PRESMEDIA.ID, Bintan – Sebanyak 20 warga Pulau Tambelan diduga keracunan makanan takjil usai mengkonsumsi mie sagu atau lakse saat berbuka puasa, Rabu (27/3/2024).
Sejumlah warga, mengalami mual dan muntah serta mengalami BAB cair sejak setelah sebelumnya menyantap makanan berbuka
Camat Tambelan, Asmawi membenarkan puluhan warganya yang mengalami diare, mual dan muntah-muntah itu.
Kejadian itu, kata Asmawi dialami warga sejak semalam pukul 20.50 WIB hingga pagi. Dan pada  pukul 06.00 WIB masyarakat secara terus menerus mendatang ke Puskesmas Tambelan.

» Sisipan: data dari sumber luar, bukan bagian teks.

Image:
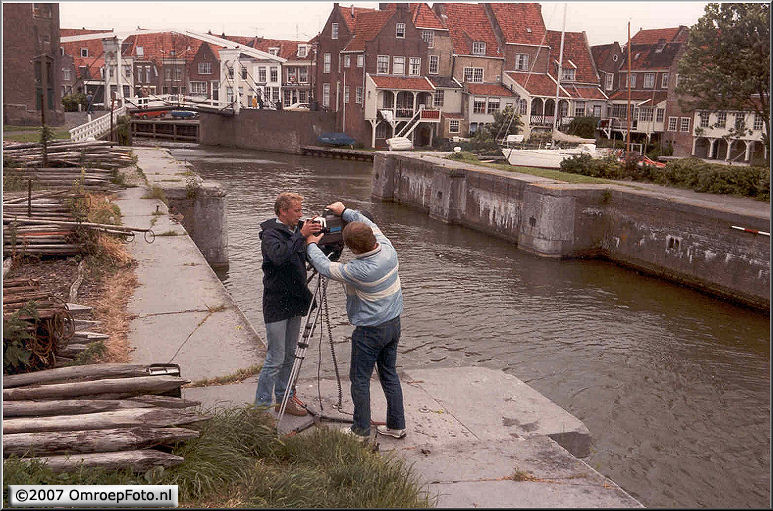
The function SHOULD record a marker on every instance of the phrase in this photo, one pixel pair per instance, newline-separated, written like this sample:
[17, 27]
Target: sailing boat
[552, 158]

“Saat ini sebagian warga masih dirawat di puskesmas Tambelan dan sebagian lagi melakukan rawat jalan,” ujarnya Kamis (28/3/2-024).
Dari pengakuan warga kata Asmawi, mereka sebelumnya membeli Mie Lakse yang dibungkus menggunakan mika plastik yang dijual di warung dari pedagang keliling.

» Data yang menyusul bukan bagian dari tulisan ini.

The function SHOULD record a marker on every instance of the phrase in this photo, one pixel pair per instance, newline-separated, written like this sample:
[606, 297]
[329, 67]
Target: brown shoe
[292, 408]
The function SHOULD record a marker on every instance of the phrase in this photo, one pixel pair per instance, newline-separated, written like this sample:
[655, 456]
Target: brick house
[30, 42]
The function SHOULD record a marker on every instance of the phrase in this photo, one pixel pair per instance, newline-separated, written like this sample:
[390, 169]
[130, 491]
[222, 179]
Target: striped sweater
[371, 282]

“Mie Laksa itu dibungkus menggunakan mika plastik, Mereka beli di warung-warung yang menjual takjil dan pedagang keliling,” katanya.

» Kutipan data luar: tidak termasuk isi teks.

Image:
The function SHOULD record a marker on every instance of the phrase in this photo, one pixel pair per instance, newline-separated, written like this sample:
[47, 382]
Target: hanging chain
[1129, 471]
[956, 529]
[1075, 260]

Mereka lanjut Asmawi, mengaku mengalami gejala gejala mual dan muntah setelah mengkonsumsi Mie Laksa yang dibeli.
“Untuk penyebab, Dugaan sementara mereka keracunan makanan,” ujar Asmawi lagi.
Berdasarkan data di puskesmas, warga yang keracunan makanan sebanyak 20 orang. 13 diantaranya dirawat di puskesmas dan 7 orang lagi menjalani rawat jalan.
Dalam kejadian ini telah dilakukan tatalaksana perawatan dan pengobatan sesuai SOP. Lalu dilaksanakan PE oleh tim surveilans dan sanitarian puskesmas.
Asnawi juga mengatakan, pihak dokter di Puskesmas Tambelan, diagendakan hari ini akan mengirim sampel muntahan korban serta sampel makan ke BPOM untuk dilakukan pemeriksaan.
“Sampel muntahan dan makanan akan dikirim menggunakan pesawat Susi Air menuju Kantor BPOM,” ucapnya.